Wright helped GHH Select locate converter QSX for the labels. Grant Graphics’ Skip Grant, the prepress specialist, says the new press uses solvent inks that print well on an uncoated material, generally a vinyl.
For GHH Select, Grant chose a 3.5-mil Classic Plus calendared gloss vinyl with a permanent adhesive on a paper carrier web from FLEXcon. To get the photographic quality, Grant says the labels are printed eight-up at a resolution of 720x1440 dpi. “At this high resolution, the press can print about 75 square feet per hour, or about 400 to 500 labels per hour,” Grant says. “If you’re doing smaller labels, you can reach up to 30ęŻ labels per hour.”
Grant’s specialty is color management, which he says is vital for these labels. A spectrophotometer measures the colors to get the press to match the color of the art. The press, he says, was originally developed to print signage and display graphics in wide-web formats. What makes it great for labels, he says, is that it not only prints, but it also die-cuts the labels with precision.
“This is a perfect application for short-run digital printing because each label is completely different, sharing only the size and material,” says Rob Karess of QSX Label. “The quantities can be as low as the company needs, generally 200 or fewer.” QSX found one limitation to the process.
After a batch of labels had been ganged and printed, GHH Select discovered some scuffing when labels rubbed against one another in a shipping case. “One of the drawbacks to these digital presses is that you’re limited in your choice of a protective finish,” Karess says. To add protection to the printing, QSX now sheets the printed labels and then screen prints an ultraviolet coating over the labels after the ink has cured.
The back label, from M & M Label, is a thermal-transfer substrate printed flexo in a single color.
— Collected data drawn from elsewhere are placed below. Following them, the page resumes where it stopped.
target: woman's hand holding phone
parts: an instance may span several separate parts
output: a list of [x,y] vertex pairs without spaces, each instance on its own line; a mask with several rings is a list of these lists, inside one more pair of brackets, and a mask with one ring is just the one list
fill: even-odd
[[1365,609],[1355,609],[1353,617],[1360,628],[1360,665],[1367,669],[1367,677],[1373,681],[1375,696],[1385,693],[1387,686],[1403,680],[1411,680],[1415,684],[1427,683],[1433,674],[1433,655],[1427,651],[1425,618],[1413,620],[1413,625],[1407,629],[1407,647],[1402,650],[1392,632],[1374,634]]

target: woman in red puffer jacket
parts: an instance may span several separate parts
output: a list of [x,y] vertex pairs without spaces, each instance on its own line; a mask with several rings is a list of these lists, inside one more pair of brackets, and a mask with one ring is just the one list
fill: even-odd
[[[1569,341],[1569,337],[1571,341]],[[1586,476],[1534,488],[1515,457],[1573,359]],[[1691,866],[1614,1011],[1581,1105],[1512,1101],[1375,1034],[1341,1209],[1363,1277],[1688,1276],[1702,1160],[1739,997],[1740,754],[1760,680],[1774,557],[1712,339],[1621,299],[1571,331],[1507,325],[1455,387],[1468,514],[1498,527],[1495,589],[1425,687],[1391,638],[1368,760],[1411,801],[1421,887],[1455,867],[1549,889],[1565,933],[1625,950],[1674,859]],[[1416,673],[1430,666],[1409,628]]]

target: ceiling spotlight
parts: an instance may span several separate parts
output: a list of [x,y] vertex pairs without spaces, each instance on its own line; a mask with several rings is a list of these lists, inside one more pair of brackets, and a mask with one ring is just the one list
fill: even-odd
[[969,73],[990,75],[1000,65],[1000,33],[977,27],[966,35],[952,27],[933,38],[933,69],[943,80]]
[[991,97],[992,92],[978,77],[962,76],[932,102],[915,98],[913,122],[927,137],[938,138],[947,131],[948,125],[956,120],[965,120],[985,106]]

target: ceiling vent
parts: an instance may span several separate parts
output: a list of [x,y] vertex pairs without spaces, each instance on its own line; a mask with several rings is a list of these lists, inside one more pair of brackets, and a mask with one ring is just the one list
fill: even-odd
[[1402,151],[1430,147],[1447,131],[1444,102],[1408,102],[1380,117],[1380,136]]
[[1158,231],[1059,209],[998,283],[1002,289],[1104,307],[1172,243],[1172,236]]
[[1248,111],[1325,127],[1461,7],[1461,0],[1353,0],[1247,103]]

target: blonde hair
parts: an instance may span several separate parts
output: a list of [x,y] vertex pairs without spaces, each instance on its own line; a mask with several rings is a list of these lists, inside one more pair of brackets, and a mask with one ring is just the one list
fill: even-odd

The label has an imprintable UV coating on it that allows GHH Select to add variable data just prior to application and packaging.
GHH Select’s Terroir Coffee is only available in a few stores because many of the stores have to be sold individually. “Stores don’t always have the same varieties of produce, and the same is true for coffee,” says Bishop. “Many of the specialty stores like the uniqueness of our products and our packaging. But we won’t be in mainline grocery stores, where they demand one Colombian variety. We usually have Costa Rican coffee, and beans from Kenya, Peru, Ethiopia, Guatemala, and Indonesia.
“Unlike most packaging, our logo is tiny on our package. We wanted our labels to resemble those of wine bottles, to tie in with our brand name,” concludes Bishop.